Maybe now we can understand a question the Sefas Emes asks about the question of the “wise son” at the Pesach Seder, “What are these testimonies and (Chukim) statutes, and judgments that HASHEM our G-d has commanded you!?” The wise son is curious to understand Chukim and Chukim cannot be understood. He is not told that his question has a mistaken premise. No! The answer he gets is not to eat anything after the Afikomin.
He should conclude the holy night of Pesach with the taste of Matzah in his mouth. How is that an answer?Firstly, it is no mistake that the same letters that spell MATZOS are exactly the same that spell MITZVOS. Matzos are a prototype of all Mitzvos. Amongst the types of Mitzvos there is a category called CHUKIM. Like Matzos they seem to be bland and tasteless and much less attractive from the outside.

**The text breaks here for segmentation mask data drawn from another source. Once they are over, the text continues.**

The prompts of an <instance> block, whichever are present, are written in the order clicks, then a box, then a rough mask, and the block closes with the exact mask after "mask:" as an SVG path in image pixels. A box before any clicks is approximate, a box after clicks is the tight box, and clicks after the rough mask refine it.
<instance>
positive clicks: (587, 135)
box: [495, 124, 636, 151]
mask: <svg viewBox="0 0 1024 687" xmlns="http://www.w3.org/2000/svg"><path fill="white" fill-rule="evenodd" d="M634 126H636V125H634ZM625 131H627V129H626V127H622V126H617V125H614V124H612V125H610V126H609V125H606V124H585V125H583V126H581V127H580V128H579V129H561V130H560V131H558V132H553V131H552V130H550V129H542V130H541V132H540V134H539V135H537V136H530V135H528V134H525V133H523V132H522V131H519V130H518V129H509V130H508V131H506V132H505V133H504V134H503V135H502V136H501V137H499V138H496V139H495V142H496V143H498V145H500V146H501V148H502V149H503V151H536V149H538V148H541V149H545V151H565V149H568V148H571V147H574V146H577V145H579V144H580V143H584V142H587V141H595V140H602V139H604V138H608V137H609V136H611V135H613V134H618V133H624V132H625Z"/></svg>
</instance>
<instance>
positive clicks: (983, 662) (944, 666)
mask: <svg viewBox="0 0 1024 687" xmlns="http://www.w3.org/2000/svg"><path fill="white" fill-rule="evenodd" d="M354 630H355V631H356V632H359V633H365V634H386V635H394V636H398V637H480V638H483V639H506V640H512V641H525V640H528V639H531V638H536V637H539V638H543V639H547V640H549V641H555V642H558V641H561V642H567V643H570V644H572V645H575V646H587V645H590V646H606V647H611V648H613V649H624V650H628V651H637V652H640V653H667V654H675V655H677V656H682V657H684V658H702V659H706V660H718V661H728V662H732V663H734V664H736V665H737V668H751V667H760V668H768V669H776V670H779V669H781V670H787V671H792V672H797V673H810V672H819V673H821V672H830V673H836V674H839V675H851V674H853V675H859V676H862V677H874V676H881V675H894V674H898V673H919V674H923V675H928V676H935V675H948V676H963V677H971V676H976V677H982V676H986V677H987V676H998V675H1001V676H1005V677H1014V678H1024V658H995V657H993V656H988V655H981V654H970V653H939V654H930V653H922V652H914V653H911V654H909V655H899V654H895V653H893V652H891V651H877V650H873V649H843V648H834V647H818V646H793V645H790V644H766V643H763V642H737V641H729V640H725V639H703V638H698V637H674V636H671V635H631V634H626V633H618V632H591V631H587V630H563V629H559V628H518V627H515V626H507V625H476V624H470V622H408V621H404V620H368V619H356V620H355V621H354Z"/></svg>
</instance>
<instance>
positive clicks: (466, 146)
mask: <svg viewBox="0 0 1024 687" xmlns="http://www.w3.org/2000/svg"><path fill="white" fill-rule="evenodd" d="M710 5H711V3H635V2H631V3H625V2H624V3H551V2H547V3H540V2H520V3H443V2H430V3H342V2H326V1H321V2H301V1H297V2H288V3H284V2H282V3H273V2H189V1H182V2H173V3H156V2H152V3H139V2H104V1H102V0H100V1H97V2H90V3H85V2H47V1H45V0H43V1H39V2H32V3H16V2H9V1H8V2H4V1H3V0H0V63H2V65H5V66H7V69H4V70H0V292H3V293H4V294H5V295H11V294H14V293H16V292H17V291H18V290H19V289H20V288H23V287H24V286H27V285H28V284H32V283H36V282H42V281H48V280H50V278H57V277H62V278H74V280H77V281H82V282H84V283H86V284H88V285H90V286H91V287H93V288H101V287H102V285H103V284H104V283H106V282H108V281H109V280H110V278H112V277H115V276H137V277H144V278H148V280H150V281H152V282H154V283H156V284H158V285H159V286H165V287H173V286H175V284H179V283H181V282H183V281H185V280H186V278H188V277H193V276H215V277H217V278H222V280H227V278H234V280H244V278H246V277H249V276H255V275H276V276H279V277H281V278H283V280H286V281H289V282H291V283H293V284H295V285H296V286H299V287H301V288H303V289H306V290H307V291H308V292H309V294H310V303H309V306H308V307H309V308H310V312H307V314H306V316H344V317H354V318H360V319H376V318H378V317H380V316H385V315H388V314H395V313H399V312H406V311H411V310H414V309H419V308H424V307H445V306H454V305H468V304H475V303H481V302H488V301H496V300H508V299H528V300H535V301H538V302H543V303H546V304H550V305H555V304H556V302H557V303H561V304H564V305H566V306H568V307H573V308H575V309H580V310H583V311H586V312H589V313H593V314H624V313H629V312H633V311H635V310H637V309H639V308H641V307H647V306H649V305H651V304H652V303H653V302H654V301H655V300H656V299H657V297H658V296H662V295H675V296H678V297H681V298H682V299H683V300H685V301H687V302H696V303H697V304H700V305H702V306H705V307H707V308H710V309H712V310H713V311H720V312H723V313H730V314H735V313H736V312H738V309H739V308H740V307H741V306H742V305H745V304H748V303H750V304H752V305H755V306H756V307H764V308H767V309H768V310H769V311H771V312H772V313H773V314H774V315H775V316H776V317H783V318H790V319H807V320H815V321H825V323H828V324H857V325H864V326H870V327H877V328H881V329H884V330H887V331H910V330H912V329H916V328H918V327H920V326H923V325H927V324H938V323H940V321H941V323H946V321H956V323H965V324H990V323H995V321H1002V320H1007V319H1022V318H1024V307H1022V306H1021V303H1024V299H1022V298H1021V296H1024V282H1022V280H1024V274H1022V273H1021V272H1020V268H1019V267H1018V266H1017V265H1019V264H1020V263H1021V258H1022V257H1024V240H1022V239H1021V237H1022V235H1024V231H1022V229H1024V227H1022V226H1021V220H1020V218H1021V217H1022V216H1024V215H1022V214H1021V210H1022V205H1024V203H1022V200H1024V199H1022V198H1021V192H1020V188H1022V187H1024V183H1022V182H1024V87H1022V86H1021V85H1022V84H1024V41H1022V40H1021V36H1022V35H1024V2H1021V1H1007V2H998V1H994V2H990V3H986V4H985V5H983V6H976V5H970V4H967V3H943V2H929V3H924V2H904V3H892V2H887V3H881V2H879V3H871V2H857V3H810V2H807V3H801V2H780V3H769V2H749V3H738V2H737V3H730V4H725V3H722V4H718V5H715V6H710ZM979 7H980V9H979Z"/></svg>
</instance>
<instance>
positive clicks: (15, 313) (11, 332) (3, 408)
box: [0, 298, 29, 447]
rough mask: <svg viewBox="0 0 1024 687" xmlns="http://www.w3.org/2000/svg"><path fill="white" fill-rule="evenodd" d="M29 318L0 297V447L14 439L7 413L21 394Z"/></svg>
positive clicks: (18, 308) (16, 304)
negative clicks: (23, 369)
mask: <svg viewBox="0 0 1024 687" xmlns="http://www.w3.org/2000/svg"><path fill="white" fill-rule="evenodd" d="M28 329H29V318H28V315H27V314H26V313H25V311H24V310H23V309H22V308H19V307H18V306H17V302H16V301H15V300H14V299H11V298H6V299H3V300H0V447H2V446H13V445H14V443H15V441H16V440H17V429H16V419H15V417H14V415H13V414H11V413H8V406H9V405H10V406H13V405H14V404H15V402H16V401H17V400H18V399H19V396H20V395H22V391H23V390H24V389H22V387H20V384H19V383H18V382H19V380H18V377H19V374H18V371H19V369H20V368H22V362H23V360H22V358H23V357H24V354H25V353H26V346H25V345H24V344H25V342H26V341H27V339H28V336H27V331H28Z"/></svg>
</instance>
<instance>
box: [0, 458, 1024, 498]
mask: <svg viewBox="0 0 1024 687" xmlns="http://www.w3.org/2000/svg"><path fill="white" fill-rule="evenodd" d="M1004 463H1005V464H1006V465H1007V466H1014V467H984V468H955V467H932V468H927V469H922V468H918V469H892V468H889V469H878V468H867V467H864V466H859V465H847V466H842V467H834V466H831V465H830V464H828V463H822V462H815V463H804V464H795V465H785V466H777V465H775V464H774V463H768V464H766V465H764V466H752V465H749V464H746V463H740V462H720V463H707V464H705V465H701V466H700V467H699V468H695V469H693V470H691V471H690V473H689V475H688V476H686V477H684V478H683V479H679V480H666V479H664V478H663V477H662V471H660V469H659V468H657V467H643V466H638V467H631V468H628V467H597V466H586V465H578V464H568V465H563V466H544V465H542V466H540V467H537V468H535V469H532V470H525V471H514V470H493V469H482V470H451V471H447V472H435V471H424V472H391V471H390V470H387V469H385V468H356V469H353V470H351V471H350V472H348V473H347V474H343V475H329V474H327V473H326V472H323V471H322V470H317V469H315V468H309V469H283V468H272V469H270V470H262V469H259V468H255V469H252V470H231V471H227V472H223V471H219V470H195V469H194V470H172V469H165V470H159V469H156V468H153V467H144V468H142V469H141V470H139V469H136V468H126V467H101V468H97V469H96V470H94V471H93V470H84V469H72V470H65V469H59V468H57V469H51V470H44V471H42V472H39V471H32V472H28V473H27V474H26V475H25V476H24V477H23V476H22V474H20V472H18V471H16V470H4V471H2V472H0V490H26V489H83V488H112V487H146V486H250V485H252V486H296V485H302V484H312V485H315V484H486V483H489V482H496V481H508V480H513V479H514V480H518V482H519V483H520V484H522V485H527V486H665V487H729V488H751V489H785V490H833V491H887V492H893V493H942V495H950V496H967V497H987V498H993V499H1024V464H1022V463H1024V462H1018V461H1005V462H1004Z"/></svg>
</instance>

However, once they are eaten everything changes. This is the Naaseh V’ Nishmah affect! At Mount Sinai the entire Jewish Nation declared unanimously “We will do and we will learn!” Sometimes a person does not understand or appreciate a certain Mitzvah until it is practiced. Once one has an experience of the Mitzvah a flavor of appreciation is gained. I remember taking education classes and as eager as I was to gain the information it didn’t make that much sense until I got into the saddle and started to teach a class of students. Then I was a better student of the dynamics of the classroom.
Matzos and some Mitzvos start out as a Chok. Try to figure them out in the abstract and you will be met with frustration. However, once experienced or tasted then it assumes a TAAM. A flavor emerges, and it begins to make sense. Aha! Naaseh V’Nishmah- We will do and then we will learn. Some aspect of every Mitzvos starts out as a Chok and ends up with a Taam, a taste, a good reason.
In the material world of superficiality and impulsivity things work the other way around. Many even very smart people begin engaging in certain behaviors that at first make sense to them because they have some attractive quality, but later on they find themselves stuck, addicted, imprisoned by those same actions. Ask them why they do it, if they already find it wasteful and destructive and they have no good explanation.
It’s a bad habit – an impractical joke. They may start out with a Taam but after a while they become a flavorless Chok. While a Chok in the Torah begins with no flavor but the doing of it leads one to acquire educated taste buds.